Turns out that when we put this into the complexity of a gut environment, the ecosystem quickly balances. We've got patients who have had an abnormal microbiome since birth. They're born with cerebral palsy, spent the first six months of life in an ICU, hammered by antibiotics, weeds growing everywhere,  and it was candida that set up shop. Candida is a yeast that's common in weed that crops up [inaudible] the bacteria. They've got yeast in their stools for 25 years with cerebral palsy, and they're very neurologically damaged. They're just dysfunctioned.

They come to clinic, they've been on every anti-yeast compound known, they've been on antibiotics, they've been on the whole works trying to correct their gut. Then, here we come along, we put a sterile compound that just does communication in that microbiome environment, and within three months that person's got a microbiome that's got a lot of bacteroides, these beneficial bacteria, that has now checked the growth of the candida. There's actually no measurable candida in their stools for the first time in 20 years, and we didn't try to kill anything.

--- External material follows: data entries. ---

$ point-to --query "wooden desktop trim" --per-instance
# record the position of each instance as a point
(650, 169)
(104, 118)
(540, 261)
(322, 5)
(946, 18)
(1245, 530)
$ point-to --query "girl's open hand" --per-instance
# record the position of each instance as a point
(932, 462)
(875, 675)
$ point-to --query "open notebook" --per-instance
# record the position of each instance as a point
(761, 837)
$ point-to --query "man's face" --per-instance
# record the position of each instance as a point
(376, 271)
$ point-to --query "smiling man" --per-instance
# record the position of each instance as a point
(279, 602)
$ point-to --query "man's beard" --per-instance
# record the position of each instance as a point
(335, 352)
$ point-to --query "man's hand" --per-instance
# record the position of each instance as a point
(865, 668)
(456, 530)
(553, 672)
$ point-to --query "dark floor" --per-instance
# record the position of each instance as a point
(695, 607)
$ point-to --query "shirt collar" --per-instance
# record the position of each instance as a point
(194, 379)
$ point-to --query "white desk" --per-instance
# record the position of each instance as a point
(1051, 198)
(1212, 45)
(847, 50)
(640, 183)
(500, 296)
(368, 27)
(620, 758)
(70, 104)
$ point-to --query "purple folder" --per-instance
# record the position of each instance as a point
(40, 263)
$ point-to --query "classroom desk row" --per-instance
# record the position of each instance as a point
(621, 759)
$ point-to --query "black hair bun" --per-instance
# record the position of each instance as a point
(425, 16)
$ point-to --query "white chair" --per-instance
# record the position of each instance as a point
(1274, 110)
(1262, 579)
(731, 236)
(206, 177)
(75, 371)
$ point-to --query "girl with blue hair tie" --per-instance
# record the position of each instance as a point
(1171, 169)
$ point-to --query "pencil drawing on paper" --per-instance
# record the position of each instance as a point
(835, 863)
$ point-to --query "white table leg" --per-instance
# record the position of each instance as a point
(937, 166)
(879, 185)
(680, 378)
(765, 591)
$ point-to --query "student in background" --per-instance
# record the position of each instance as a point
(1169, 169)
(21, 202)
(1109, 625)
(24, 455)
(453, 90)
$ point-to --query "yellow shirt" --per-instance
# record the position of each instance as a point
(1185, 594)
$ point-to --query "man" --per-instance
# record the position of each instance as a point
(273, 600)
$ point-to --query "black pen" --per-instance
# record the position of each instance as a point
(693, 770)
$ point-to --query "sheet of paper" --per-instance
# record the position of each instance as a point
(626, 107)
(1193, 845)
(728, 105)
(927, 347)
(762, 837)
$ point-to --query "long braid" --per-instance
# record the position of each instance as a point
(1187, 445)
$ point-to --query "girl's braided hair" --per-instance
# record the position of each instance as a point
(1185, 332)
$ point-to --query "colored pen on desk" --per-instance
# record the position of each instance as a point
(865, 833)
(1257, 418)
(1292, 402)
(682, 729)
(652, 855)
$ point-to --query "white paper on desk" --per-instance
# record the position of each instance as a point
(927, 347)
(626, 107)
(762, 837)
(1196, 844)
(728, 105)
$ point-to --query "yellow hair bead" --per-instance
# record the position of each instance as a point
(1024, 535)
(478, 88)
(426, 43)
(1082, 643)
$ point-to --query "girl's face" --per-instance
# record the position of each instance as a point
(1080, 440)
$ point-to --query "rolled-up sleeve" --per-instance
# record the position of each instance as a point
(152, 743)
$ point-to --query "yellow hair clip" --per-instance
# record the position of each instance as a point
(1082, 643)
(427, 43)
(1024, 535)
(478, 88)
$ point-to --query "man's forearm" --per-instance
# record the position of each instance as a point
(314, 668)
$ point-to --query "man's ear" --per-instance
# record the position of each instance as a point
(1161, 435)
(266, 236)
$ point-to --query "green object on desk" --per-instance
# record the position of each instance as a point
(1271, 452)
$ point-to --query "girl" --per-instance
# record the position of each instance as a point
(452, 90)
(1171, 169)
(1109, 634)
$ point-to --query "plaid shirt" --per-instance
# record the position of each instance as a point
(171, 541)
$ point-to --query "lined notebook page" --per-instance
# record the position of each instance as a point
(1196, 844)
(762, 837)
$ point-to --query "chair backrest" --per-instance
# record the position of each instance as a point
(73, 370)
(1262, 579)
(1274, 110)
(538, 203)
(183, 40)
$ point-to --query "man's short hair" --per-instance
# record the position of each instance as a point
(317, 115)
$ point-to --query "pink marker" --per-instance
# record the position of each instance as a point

That's what we get to see over and over again. This is a supplement that doesn't try to do anything. All it does is put the wireless communication network back up. My cell phone is starting to dysfunction on me this week, very annoying. Well, that's a cell just like your cell in your body being isolated. My phone is starting to dysfunction and it's not connecting to the antennas as well, and so as it starts to get disconnected from the wireless communication, the apps start to degrade, everything starts to fragment, and now my stupid operating system is all not working.

Well, that's the phenomenon of the cells. Over and over again we see this dysfunction happening to that wireless communication network, so Restore is very unique in that it's not trying to tell anybody to do anything. It just moves into the system  and restores communications so this cell over here can talk to that one over there and talk to this one over there. The microbiome wills start to correct itself. Then you move to the human system, and so now at the human system level, when we put this stuff onto a gut membrane, we see immediately the mitochondria actually decrease their stress level if they're healthy. If they're a damaged cell then the mitochondria with them actually increase their signal for help.

You get this differential response between healthy and unhealthy tissues at the mitochondrial level, and so it's so cool to imagine all these bacteria and fungi and everything else talking to the mitochondria to say, "Hey, you're a healthy cell, nothing to worry about. Hey, you're a super damaged cell, you need to shout out, 'Help', get that activated." You see this really fast increase in rate of repair, not from Restore, from inside the human cell. The intrinsic, endogenous repair systems accelerate when they've got the communication network back into play. The same time, you're decreasing the injury rate, because the cell just made a whole bunch of tight junctions. You've got this impenetrable wall now, that's being damaged by glyphosate, but it's healing faster than it can be damaged.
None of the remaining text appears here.